La mujer me miró alarmada y se me acercó con expresión preocupada.
—Y ¿qué cosas, según tú, pueden pasar?
—Puede pasar que la novia haya desaparecido.
Concetta abrió la boca desmesuradamente, sus ojos parecían querer salirse de las órbitas.
—Dime que estás burlándote de mí, te lo ruego.
Mordí la manzana y negué lentamente con la cabeza.
—No, de quien pienso burlarme es del destino.
Ella sacudió la cabeza exasperada y se santiguó. Acto seguido, resopló sonoramente y se sentó a mi lado.

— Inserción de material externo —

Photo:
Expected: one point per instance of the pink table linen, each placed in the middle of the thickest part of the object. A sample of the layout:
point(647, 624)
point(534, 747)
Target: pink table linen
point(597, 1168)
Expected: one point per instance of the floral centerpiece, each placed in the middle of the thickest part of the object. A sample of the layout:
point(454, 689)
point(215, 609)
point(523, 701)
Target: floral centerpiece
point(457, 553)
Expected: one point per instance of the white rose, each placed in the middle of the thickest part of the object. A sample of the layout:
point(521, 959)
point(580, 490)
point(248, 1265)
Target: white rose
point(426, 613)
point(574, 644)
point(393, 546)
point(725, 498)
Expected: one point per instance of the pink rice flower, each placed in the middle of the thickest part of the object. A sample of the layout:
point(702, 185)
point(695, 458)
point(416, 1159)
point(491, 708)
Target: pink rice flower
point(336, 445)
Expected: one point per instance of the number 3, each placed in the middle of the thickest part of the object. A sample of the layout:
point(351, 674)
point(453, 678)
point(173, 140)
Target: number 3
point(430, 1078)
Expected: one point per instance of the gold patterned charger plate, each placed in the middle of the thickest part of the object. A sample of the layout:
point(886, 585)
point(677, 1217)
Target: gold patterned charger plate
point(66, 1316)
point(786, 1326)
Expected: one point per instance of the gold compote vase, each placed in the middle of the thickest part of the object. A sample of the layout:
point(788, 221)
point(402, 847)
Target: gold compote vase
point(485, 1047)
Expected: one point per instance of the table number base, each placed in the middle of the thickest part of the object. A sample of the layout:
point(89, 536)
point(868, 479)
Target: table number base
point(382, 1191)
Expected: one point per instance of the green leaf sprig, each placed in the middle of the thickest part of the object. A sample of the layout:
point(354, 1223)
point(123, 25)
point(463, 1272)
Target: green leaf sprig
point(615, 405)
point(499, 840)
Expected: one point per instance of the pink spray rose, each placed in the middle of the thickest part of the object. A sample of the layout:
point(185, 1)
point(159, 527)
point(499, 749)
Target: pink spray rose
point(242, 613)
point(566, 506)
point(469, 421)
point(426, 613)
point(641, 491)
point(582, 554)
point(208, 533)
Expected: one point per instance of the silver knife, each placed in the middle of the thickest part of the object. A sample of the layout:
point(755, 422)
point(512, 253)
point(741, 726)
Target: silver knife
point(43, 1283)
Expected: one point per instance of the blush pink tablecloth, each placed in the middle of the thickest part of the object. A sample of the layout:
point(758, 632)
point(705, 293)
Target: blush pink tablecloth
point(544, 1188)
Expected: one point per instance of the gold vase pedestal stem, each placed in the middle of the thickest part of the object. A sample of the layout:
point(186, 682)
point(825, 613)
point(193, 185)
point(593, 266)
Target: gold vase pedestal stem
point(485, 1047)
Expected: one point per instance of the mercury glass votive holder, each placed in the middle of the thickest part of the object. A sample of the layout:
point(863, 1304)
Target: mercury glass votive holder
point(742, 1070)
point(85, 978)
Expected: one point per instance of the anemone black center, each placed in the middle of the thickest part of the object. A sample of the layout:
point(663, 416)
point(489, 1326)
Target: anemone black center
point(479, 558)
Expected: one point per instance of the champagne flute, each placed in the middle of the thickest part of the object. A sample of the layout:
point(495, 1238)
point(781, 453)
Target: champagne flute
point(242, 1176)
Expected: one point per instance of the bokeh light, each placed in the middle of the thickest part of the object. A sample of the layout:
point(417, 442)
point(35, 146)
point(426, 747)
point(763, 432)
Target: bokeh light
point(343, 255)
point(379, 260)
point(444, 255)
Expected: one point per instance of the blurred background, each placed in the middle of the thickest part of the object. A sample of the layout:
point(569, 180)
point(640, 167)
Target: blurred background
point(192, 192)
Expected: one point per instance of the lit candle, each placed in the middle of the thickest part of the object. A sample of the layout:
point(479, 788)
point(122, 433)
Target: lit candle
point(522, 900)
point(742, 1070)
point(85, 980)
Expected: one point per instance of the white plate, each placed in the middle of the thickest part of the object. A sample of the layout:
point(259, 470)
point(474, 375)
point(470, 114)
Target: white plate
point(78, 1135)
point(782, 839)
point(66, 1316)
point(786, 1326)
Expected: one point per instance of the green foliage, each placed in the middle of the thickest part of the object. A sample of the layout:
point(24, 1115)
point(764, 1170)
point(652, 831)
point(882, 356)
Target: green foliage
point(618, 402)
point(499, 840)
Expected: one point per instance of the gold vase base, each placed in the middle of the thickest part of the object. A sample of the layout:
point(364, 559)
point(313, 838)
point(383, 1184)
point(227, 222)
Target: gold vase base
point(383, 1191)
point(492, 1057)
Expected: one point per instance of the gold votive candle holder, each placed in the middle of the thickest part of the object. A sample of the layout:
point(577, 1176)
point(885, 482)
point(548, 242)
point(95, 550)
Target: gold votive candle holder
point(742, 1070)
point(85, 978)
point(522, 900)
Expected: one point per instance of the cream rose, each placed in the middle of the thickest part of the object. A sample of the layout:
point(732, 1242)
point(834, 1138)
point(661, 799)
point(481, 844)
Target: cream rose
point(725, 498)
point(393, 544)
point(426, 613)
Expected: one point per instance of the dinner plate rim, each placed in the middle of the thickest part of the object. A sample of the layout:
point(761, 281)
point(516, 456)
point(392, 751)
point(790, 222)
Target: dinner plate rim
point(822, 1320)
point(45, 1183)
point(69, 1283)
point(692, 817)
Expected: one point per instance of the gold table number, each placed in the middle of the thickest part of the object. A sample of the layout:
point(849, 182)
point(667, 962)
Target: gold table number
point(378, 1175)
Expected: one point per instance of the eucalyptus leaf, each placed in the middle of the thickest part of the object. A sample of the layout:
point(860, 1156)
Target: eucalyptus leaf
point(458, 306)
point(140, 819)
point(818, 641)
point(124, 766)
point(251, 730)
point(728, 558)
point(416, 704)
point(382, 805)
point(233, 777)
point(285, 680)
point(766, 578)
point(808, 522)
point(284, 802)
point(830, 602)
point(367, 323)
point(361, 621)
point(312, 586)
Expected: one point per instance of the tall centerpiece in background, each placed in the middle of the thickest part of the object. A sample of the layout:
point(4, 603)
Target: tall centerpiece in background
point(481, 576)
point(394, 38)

—Escúchame, muchacha, la vida ahí fuera es muy dura. Aquí vives en una jaula de cristal y crees que lo que ves al otro lado es un mundo vibrante y lleno de oportunidades, pero es una ilusión. Si sales de esa jaula, ese mundo que te parece atractivo te devorará sin piedad, ¿lo entiendes? No tienes más opciones que las que el señor Rizzoli te planteó. Es así, eres mujer, y por suerte has caído en una casa noble. Aquí, en la cocina, hay mujeres que se parten la espalda trabajando en decenas de cosas para dar de comer a sus familias, mujeres sufridas y sacrificadas que nunca tendrán la oportunidad de lucir un rico brocado o que le sirvan la cena. Sí, deberás casarte con un hombre mucho mayor que tú y te convertirás en un mero objeto decorativo. Pero piensa esto: es mejor adornar que servir.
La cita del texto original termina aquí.